Not only can they not think, they don’t realise that education is about thinking. In the same way some people claim that reading is a hobby, they see thinking as an exhausting activity, not the minimum requirement for education.
“What word should I use to start this sentence?”
Minds focused on the future and eyes trained on exams, anything unrelated to the syllabus is considered an irrelevant distraction. I was moved to write this by a conversation I had with one of my brightest students last week. In the middle of a lesson, she asked if I was going to give the class a summary sheet of answers.
“Er, no…” I responded, “I’m not going to spoon-feed you.”
“Oh,” she said. “But I like being spoon-fed.”
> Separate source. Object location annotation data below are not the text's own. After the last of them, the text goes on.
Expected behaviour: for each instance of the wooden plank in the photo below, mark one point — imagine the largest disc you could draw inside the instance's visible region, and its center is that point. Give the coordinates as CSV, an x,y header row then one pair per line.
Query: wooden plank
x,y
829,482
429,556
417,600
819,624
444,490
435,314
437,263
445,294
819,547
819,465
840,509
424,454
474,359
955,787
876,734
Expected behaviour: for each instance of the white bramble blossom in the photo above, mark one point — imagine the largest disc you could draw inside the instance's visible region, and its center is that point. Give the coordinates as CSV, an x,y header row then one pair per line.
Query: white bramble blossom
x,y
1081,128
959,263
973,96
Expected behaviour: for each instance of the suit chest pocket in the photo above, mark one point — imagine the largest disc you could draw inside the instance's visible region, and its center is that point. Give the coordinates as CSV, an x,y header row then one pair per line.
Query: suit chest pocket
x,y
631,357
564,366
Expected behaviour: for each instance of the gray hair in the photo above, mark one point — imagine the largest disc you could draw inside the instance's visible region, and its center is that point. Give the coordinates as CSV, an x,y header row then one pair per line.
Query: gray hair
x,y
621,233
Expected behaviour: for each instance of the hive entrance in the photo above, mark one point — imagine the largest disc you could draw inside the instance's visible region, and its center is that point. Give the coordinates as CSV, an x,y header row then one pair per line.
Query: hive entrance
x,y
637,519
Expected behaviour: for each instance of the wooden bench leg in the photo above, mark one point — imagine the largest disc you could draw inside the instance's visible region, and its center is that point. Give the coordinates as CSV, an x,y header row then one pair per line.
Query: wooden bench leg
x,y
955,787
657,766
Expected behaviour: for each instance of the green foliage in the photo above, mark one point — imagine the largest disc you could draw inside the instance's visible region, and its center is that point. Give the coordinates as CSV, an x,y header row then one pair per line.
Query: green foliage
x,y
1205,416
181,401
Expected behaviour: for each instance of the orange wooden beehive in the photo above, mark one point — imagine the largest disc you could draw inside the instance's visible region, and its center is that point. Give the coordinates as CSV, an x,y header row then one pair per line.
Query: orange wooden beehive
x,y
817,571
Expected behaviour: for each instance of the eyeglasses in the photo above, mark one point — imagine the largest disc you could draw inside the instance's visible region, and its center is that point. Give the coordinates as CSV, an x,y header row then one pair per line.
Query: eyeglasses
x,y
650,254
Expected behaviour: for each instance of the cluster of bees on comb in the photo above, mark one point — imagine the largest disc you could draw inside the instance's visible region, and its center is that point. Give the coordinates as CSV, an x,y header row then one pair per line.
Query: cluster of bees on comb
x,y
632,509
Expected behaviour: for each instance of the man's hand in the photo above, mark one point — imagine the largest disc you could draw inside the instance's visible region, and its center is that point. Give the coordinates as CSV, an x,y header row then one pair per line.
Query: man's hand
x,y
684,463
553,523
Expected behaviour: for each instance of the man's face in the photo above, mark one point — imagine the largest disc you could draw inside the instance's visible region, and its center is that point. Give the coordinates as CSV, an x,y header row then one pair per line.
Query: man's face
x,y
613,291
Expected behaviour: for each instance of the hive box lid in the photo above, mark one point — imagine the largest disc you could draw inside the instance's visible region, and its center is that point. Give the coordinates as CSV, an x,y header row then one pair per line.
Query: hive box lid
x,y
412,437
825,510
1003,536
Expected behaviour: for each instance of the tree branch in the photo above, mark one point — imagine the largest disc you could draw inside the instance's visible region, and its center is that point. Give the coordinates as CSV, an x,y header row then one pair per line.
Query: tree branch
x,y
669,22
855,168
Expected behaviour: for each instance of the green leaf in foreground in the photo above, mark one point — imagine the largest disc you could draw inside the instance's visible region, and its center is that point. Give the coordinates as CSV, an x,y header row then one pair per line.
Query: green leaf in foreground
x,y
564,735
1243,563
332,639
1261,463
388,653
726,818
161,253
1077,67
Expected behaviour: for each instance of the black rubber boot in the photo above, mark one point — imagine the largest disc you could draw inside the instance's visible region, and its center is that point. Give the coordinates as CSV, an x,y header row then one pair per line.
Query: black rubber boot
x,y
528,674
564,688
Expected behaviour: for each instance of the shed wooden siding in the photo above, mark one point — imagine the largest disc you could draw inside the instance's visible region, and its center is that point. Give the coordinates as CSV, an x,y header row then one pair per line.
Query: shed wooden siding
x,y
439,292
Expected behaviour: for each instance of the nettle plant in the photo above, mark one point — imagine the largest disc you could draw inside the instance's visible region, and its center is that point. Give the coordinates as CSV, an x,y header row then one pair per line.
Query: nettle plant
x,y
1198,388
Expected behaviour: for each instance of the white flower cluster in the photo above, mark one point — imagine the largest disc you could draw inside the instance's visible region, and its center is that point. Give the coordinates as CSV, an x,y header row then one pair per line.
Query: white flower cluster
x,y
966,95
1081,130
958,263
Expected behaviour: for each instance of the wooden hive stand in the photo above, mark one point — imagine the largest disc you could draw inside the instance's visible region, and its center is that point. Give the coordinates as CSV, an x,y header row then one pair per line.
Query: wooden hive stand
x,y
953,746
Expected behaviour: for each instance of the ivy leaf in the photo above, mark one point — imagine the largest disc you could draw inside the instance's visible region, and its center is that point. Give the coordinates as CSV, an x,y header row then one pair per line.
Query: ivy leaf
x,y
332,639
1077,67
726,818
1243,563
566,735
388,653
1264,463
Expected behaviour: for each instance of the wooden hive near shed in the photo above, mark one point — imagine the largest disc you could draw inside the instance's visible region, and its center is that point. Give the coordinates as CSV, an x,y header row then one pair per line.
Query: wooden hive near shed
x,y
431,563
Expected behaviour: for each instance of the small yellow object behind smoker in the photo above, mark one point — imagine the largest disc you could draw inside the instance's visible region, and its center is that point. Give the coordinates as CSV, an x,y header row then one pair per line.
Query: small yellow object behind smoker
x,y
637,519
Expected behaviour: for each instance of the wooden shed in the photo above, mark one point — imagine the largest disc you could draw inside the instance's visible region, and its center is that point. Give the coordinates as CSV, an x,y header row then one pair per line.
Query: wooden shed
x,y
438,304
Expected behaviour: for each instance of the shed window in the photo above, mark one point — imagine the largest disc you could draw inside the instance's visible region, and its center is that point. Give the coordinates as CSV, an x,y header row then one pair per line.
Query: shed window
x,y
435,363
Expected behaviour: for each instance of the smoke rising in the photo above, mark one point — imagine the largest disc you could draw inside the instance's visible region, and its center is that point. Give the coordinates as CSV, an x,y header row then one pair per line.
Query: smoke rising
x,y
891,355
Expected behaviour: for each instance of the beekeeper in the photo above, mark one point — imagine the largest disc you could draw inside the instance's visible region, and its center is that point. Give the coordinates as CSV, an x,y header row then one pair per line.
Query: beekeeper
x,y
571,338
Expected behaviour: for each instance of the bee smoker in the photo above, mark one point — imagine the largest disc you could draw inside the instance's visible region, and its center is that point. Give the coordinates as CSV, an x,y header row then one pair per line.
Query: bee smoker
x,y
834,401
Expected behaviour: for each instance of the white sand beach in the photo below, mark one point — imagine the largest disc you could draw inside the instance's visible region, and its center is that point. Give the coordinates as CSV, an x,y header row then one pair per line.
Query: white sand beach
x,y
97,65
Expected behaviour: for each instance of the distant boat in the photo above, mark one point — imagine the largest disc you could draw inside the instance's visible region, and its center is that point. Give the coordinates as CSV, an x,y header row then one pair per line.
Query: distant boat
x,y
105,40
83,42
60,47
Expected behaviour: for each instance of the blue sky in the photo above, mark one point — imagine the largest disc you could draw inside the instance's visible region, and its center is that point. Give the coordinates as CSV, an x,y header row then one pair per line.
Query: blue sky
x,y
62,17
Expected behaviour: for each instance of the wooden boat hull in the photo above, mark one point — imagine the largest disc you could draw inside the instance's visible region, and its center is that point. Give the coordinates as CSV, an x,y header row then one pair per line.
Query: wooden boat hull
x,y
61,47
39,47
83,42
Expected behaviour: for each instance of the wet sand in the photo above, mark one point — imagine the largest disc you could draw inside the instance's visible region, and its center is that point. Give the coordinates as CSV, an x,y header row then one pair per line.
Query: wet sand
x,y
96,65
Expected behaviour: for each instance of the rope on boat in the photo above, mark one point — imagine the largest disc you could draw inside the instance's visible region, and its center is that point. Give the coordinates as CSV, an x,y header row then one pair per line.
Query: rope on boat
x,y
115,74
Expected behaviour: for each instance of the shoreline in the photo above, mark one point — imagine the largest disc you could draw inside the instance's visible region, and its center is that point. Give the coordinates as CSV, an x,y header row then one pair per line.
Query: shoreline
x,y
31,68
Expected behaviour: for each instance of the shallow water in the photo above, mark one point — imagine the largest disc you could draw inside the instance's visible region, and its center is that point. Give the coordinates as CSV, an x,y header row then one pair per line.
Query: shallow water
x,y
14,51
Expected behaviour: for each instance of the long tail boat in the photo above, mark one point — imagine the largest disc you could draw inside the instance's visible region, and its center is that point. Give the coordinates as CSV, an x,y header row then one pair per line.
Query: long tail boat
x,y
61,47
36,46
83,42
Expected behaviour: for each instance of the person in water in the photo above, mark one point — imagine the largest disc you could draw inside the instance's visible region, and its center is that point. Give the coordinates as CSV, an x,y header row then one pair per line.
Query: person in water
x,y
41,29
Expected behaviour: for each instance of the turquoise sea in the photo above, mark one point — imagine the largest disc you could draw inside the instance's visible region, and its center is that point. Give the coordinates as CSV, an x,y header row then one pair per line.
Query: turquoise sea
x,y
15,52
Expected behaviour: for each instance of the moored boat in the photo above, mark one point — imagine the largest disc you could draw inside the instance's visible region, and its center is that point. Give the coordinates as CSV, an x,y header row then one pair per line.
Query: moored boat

I felt winded. I don’t know where I got my love of learning from, but, thinking is freedom. The legacy of the Enlightenment. Thought is what separates us from animals, gives us human rights, protects us against groupthink, and enables us to create democracies, computers, music and comedy. I am immeasurably grateful that I have been encouraged to think, to satirise, to criticise. I have been asked questions, not given the answers. But all my students want to do is blindly copy down information.
“Which category does that belong to?”
They lack creativity, not just in how they deal with the content of what they are learning, but in the process of learning itself. They will not make a mark on their paper unless I tell them to, or highlight a sentence without my permission; they won’t even start a new paragraph without checking first. They don’t understand that learning is thinking.